財団法人神戸都市問題研究所 理事長 新野 幸次郎

 
 世界的に有名な雑誌であるThe Economist誌の今年の2月23日〜29日号の表紙にJAPANではなく、JAPAINという字が大きく踊っている。本号の巻頭論説では、今でも世界第二の経済大国である日本が依然として落ち込んだままであり、労働生産性は悲惨なほど低く、新投資収益はアメリカの半額程度、消費は依然として弱々しく、官僚政治の失敗は経済に高い代償を負わせたままであると指摘されている。
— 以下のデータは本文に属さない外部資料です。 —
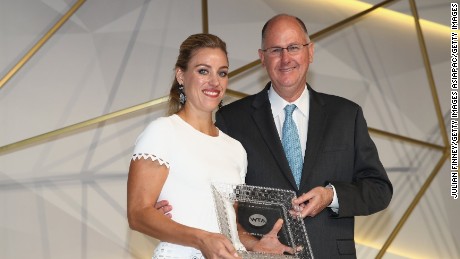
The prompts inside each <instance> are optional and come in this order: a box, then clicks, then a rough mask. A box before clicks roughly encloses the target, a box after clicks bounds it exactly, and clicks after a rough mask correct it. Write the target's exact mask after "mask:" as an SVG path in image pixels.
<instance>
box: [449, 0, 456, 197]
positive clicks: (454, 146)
mask: <svg viewBox="0 0 460 259" xmlns="http://www.w3.org/2000/svg"><path fill="white" fill-rule="evenodd" d="M450 31H451V32H450V43H451V44H450V68H451V69H450V171H451V173H450V196H452V197H454V199H458V3H451V4H450Z"/></svg>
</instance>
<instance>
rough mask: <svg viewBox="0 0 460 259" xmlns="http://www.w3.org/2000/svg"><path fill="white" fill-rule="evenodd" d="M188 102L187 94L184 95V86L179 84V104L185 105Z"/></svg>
mask: <svg viewBox="0 0 460 259" xmlns="http://www.w3.org/2000/svg"><path fill="white" fill-rule="evenodd" d="M186 101H187V96H185V93H184V86H183V85H181V84H179V102H180V104H181V105H185V102H186Z"/></svg>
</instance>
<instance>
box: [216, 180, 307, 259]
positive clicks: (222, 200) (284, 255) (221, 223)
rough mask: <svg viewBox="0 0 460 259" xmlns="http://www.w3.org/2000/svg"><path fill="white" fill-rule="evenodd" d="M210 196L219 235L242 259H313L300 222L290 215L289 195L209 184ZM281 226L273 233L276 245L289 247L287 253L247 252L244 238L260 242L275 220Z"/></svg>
mask: <svg viewBox="0 0 460 259" xmlns="http://www.w3.org/2000/svg"><path fill="white" fill-rule="evenodd" d="M212 192H213V195H214V201H215V205H216V210H217V217H218V222H219V227H220V231H221V233H222V234H223V235H225V236H226V237H227V238H228V239H229V240H230V241H232V243H233V245H234V247H235V248H236V249H237V250H238V254H239V255H240V256H241V257H242V258H244V259H246V258H248V259H258V258H261V259H262V258H264V259H281V258H284V259H295V258H299V259H313V253H312V251H311V246H310V242H309V240H308V236H307V231H306V228H305V224H304V221H303V219H301V218H299V217H297V216H295V215H291V213H289V211H290V210H291V208H292V202H291V201H292V199H293V198H295V197H296V196H295V193H294V192H293V191H288V190H281V189H274V188H265V187H258V186H251V185H245V184H241V185H230V184H221V183H213V185H212ZM280 218H281V219H282V220H283V226H282V228H281V229H280V230H279V232H278V233H277V236H276V237H277V238H278V241H279V242H280V243H281V244H283V245H285V246H287V247H289V248H292V249H291V253H283V254H281V253H279V254H276V253H271V252H254V251H248V250H247V249H246V248H245V246H244V244H243V243H244V241H242V240H243V239H244V238H245V237H244V235H249V236H250V238H251V239H253V240H260V239H261V238H263V237H264V235H266V234H267V233H269V232H270V231H271V230H272V229H273V226H274V224H275V222H276V221H277V220H278V219H280Z"/></svg>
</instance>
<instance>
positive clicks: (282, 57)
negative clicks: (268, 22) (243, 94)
mask: <svg viewBox="0 0 460 259" xmlns="http://www.w3.org/2000/svg"><path fill="white" fill-rule="evenodd" d="M306 43H309V42H308V40H307V36H306V34H305V32H304V31H303V30H302V27H301V26H300V24H299V23H298V22H297V20H295V18H292V17H279V18H278V19H276V20H274V21H272V22H271V24H270V25H269V27H268V28H267V30H266V33H265V40H264V42H263V45H264V46H263V48H264V49H269V48H273V47H281V48H286V47H288V46H292V45H300V47H301V49H300V50H299V51H297V52H295V53H294V52H288V51H287V50H286V49H284V50H281V52H278V54H277V53H271V51H270V50H267V51H263V50H259V57H260V60H261V61H262V65H263V66H264V67H265V69H266V70H267V73H268V76H269V77H270V79H271V81H272V84H273V88H274V90H275V91H276V92H277V93H278V94H279V95H280V96H281V97H282V98H283V99H285V100H286V101H288V102H292V101H294V100H296V99H297V98H298V97H299V96H300V95H301V94H302V91H303V89H304V87H305V84H306V75H307V71H308V66H309V64H310V63H311V62H313V49H314V48H313V43H310V44H309V45H307V46H301V45H304V44H306Z"/></svg>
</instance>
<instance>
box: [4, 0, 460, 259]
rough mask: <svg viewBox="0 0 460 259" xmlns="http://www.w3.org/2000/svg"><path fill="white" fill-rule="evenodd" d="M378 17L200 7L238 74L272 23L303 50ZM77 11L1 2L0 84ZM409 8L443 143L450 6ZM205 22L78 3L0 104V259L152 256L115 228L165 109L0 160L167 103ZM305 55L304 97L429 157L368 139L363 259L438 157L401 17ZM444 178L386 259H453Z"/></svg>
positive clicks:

 エコノミスト誌といえば、かつては、『日はまた沈む』や『日はまた昇る』などの著書を書いた論説委員長のビル・エモット氏がいた雑誌である。今回の論説では、この日本の苦痛(PAIN)の主要因は政治の貧困にあるとし、経済を立ち直すためには、貿易と競争の一連の改革が必要であるのに、今の自民党も民主党もとてもそれを実現できるとは思えない。僅かな希望は、「新しい日本をつくる国民会議」の「洗濯と選択」をしようという試みが生かされるかどうかであるというのが、その主張である。
 私たちは、概して身のまわりで起る事件に追いまわされがちで、一番大切なことをつきつめて考えようとしないで暮らしているが、ここらで真剣に反省してみなければならないことではある。